Dakhla-Oued Eddahab vient d’engager trois projets majeurs destinés à renforcer sa place dans les échanges entre le Maroc et l’Afrique de l’Ouest. Une nouvelle étape dans la stratégie d’aménagement de la façade atlantique voulue par Mohammed VI.
Trois conventions ont été signées à Dakhla, en présence des ministres du Transport et de la Logistique et de l’Industrie et du Commerce. Elles constituent le socle d’un ensemble logistique intégré qui devrait redessiner la circulation des marchandises depuis El Argoub jusqu’au poste frontalier d’El Guerguerat, pivot du corridor reliant le Maroc aux marchés ouest-africains.
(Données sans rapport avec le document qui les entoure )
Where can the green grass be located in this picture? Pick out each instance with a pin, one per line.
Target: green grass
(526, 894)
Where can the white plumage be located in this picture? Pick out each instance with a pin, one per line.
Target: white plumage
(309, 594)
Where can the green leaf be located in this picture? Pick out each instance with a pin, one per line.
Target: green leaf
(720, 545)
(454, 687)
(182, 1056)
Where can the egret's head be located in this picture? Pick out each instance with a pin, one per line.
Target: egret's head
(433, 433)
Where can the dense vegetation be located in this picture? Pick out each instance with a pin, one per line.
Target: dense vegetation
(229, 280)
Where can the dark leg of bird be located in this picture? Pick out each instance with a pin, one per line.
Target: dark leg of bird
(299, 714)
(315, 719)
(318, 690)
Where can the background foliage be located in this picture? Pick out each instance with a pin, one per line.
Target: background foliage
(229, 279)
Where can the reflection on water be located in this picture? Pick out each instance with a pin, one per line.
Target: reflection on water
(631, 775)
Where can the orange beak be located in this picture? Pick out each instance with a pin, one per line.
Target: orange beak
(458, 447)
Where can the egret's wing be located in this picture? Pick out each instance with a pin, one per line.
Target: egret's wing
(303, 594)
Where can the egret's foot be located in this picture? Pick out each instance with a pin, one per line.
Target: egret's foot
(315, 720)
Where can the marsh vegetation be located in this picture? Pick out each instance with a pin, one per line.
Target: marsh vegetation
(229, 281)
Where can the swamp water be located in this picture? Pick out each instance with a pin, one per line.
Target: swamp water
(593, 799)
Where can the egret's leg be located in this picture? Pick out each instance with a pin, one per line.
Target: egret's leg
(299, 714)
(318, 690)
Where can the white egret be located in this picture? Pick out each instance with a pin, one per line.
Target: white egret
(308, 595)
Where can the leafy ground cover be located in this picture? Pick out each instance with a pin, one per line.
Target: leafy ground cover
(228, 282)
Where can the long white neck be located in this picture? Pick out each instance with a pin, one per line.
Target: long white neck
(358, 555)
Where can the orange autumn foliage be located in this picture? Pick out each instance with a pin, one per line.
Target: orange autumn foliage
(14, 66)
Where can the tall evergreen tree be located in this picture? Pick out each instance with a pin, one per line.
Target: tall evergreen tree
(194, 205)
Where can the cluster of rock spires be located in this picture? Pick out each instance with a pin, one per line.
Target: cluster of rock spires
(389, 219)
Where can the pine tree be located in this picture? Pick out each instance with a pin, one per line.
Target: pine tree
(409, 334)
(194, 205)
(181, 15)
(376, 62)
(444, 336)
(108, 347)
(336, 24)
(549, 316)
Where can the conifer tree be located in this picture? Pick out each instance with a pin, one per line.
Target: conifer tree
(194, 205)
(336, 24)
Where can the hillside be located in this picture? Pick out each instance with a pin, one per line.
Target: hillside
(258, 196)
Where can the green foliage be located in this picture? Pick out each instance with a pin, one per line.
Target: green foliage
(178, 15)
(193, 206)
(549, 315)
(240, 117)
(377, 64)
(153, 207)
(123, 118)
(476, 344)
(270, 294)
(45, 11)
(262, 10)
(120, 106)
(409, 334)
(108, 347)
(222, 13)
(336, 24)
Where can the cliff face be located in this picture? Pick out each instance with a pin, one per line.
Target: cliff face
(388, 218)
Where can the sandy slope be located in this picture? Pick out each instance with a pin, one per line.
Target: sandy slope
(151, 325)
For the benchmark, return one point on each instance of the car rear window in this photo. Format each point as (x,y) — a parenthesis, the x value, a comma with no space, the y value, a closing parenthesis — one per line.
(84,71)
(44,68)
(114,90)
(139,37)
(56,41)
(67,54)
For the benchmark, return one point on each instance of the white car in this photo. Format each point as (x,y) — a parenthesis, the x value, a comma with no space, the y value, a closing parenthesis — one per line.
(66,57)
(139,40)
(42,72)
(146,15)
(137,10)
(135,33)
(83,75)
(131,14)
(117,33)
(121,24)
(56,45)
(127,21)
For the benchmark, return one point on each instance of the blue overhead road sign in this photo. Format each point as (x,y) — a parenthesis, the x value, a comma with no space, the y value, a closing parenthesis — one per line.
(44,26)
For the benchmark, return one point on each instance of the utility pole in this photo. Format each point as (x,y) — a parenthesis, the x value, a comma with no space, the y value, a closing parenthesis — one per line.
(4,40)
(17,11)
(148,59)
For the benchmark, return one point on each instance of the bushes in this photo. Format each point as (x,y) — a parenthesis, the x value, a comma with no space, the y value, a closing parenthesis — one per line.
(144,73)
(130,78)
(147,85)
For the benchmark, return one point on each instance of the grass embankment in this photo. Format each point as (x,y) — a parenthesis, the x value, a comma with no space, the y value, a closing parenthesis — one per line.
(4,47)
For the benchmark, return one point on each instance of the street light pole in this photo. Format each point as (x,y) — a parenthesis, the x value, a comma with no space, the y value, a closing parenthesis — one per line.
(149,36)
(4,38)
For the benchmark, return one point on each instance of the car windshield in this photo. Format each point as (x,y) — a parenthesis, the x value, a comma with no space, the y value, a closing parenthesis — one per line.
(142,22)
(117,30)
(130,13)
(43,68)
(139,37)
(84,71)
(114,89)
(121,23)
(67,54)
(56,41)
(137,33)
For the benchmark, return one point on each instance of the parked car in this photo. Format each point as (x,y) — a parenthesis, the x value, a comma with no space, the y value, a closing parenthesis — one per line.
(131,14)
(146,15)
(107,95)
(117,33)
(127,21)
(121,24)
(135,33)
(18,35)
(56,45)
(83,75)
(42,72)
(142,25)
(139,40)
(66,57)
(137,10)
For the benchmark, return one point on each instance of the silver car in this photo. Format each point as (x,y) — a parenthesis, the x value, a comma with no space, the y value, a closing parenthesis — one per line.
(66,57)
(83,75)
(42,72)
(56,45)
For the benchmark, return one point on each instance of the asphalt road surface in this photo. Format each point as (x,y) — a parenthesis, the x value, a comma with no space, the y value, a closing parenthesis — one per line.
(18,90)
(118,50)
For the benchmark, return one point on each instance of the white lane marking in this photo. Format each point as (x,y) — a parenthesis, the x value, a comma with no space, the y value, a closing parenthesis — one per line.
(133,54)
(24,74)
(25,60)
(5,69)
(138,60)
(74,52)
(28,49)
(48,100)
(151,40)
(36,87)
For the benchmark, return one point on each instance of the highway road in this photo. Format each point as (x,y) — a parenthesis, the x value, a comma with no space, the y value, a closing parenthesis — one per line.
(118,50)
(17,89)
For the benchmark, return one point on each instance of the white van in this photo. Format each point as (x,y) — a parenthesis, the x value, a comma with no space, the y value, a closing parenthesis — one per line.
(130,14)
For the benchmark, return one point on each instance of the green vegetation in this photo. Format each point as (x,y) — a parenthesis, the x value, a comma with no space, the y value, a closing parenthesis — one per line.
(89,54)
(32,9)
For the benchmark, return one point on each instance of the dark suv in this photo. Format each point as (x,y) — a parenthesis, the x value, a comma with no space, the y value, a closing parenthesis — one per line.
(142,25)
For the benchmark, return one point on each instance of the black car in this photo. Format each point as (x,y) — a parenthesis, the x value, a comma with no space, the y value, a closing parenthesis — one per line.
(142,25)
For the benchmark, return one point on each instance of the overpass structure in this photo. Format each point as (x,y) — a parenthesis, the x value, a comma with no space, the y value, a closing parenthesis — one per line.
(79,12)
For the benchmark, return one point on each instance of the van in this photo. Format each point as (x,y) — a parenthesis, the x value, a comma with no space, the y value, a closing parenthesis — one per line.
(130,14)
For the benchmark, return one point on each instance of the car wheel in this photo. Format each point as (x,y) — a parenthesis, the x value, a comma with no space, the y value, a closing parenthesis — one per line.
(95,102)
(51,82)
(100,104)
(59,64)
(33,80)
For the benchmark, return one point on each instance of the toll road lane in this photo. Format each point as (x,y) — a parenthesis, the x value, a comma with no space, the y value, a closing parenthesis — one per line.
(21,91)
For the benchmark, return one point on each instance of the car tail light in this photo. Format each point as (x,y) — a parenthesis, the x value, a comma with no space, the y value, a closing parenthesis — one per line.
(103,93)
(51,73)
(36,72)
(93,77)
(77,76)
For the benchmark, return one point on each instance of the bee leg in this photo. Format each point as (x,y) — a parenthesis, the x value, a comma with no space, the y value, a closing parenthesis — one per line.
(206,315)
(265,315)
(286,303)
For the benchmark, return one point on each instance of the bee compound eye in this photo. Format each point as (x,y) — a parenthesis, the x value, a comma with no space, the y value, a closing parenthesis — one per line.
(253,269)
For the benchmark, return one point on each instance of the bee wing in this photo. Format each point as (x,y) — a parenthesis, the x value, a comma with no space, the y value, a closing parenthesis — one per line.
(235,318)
Le premier accord engage la création d’une zone d’activités économiques à El Argoub. Vingt hectares y seront aménagés pour accueillir une plateforme logistique moderne, pensée pour réduire les coûts de transport et structurer les opérations commerciales régionales. Le budget alloué, estimé à 134 millions de dirhams, vise aussi la création d’emplois qualifiés et l’émergence d’un tissu entrepreneurial local.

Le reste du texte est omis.